Jeremy dropped his head into his hands.

“That feels like a fortune. I don’t have it right now. No one does in this economy. The banks won’t give us free suckers anymore, much less a loan,” Kate said.

“I don’t have the cash, either,” he said. “I mean, obviously.”

She pushed her hands through her hair and looked at the IRS letter. It ridiculed her with its tyrannical words. She wanted to rip it up, pretend it was a silly nightmare. Lose her business? Ha. Ha. Joke’s on you, Kate, baby.

But no laughter came. Only the heavy silence of defeat.

Like a bolt of lightning, desperation struck. Once again she was a girl lying in the small bed inside her grandmother’s tinfoil trailer, praying she’d have enough to make the payment on her class ring. Praying she’d have enough to buy a secondhand prom dress. Praying no one would find out exactly how poor Katie Newman was.

Her unfortunate beginning had made her hungry, determined to never feel so insignificant again.

She had to get out of the salon.

She snatched her Prada handbag from the desk drawer.

“Where you going?” Jeremy’s head popped up. He swiveled to watch her stalk out of the small office.

“Anywhere but here,” she said, trying to keep the panic from her voice. She felt as if someone had her around the throat, closing off her oxygen. She could hardly take in the temperate air that hit her when she flung open the back door.

“Kate! Wait! We have to tell Wendell something.”

“Tell him to go to hell. I’ll rot before they take the salon,” Kate managed to say through clenched teeth. And she meant it. She didn’t care what Jeremy had done. She wasn’t going to lose her business. She’d go Scarlett O’Hara on them if she had to. The image of her clutching a fistful of deposit slips in the bank lobby crying out, “As God is my witness, I shall never go hungry again!” popped into her mind. She saw herself sinking onto the bank’s cheap Oriental rug, tears streaming down her face.

She yanked open the door of her cute-as-a-button powder-blue VW Bug, plopped her purse on the seat and slid her sunglasses into place. “Screw ’em. I ain’t giving in. Even if I have to sew a dress from my stupid-ass curtains, I’ll get that money.”

She wasn’t making sense. She didn’t care that she wasn’t making sense. She needed money. She needed it fast.

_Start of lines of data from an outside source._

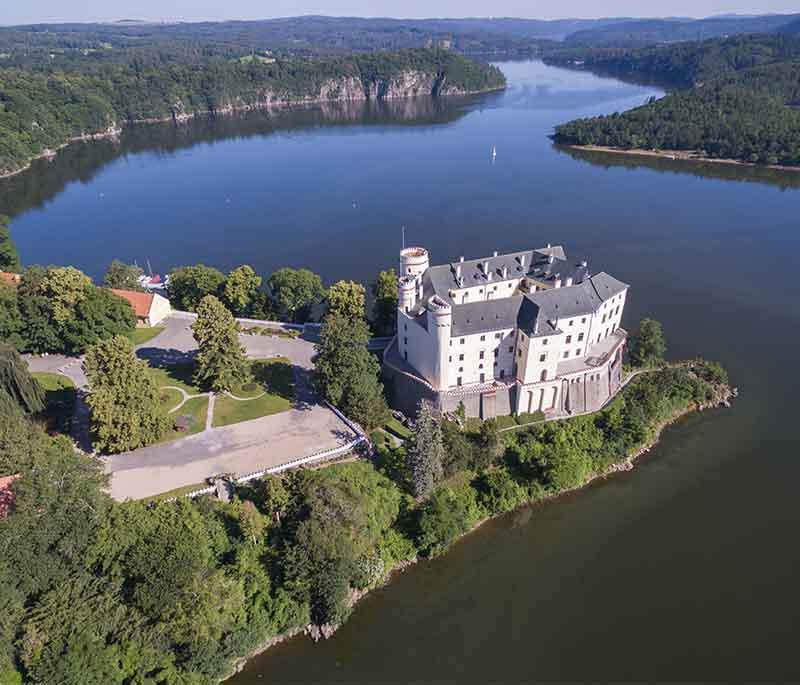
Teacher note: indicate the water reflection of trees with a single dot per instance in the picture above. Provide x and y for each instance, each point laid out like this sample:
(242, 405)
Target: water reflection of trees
(727, 172)
(83, 161)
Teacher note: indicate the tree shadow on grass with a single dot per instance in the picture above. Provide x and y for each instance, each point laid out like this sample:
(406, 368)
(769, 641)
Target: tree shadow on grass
(160, 358)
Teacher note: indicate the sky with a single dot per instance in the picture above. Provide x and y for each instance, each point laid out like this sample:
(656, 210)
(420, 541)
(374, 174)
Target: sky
(31, 11)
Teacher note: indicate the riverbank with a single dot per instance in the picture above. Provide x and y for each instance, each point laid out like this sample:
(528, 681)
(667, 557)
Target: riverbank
(720, 396)
(679, 155)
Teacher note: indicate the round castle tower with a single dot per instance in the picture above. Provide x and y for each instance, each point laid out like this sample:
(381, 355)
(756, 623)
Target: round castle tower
(440, 321)
(414, 261)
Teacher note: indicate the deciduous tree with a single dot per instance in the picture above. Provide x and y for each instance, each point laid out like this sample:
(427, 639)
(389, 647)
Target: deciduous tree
(425, 451)
(346, 372)
(221, 362)
(241, 288)
(346, 299)
(123, 276)
(296, 291)
(126, 411)
(384, 308)
(648, 346)
(190, 284)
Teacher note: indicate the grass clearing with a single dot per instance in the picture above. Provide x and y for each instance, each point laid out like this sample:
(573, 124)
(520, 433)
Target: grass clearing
(177, 492)
(139, 336)
(272, 377)
(179, 376)
(196, 411)
(59, 397)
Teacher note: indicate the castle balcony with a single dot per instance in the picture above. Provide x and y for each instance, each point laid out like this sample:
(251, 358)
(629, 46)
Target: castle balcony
(596, 356)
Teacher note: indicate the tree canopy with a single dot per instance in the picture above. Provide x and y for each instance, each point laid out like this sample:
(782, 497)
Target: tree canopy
(126, 410)
(220, 362)
(296, 291)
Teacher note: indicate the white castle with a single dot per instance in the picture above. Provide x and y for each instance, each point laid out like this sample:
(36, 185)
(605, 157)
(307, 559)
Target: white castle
(514, 333)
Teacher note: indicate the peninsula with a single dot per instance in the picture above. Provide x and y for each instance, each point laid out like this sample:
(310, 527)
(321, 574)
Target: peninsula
(209, 580)
(732, 100)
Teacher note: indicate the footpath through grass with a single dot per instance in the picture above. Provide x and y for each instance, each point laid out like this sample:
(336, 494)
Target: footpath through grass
(60, 395)
(271, 391)
(139, 336)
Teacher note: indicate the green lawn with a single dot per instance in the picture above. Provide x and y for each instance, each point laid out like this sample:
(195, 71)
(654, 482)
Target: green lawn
(170, 399)
(60, 397)
(139, 336)
(179, 376)
(274, 378)
(197, 410)
(396, 428)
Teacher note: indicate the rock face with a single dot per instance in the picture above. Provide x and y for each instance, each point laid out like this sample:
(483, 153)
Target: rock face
(407, 84)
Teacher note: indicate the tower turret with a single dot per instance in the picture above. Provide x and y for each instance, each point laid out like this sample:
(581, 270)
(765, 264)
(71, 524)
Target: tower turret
(440, 321)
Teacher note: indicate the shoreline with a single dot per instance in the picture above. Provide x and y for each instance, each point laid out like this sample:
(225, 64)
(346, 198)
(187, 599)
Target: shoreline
(115, 130)
(625, 465)
(680, 156)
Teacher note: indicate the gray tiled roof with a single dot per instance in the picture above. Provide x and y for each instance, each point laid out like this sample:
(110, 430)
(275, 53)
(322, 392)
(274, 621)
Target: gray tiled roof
(489, 315)
(537, 264)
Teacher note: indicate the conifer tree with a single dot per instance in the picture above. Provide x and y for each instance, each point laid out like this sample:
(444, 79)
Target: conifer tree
(221, 362)
(425, 451)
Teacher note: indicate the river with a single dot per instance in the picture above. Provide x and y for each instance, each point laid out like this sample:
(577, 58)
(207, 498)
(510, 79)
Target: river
(684, 568)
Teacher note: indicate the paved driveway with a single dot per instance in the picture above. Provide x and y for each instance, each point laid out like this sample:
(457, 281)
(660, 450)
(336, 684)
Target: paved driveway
(240, 449)
(176, 343)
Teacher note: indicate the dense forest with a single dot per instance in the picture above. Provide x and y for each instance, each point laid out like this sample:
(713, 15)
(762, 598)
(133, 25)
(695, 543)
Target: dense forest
(737, 99)
(41, 109)
(95, 592)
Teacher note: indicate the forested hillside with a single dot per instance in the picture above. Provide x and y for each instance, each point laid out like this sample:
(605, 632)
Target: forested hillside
(739, 102)
(42, 109)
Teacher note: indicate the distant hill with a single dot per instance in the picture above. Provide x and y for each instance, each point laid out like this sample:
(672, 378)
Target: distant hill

And there was only one way for her to make money fast in Vegas.

Blackjack.

THREE HOURS LATER, KATE SLID onto a leather stool in the casino lounge. For all the clanging and clinking going on outside the bar, it was eerily quiet in here. Curved lamps threw soft light on the polished dark walnut tables scattered around the room. Kate had chosen the nearly empty bar over a cozy table. She needed to be close to the liquor.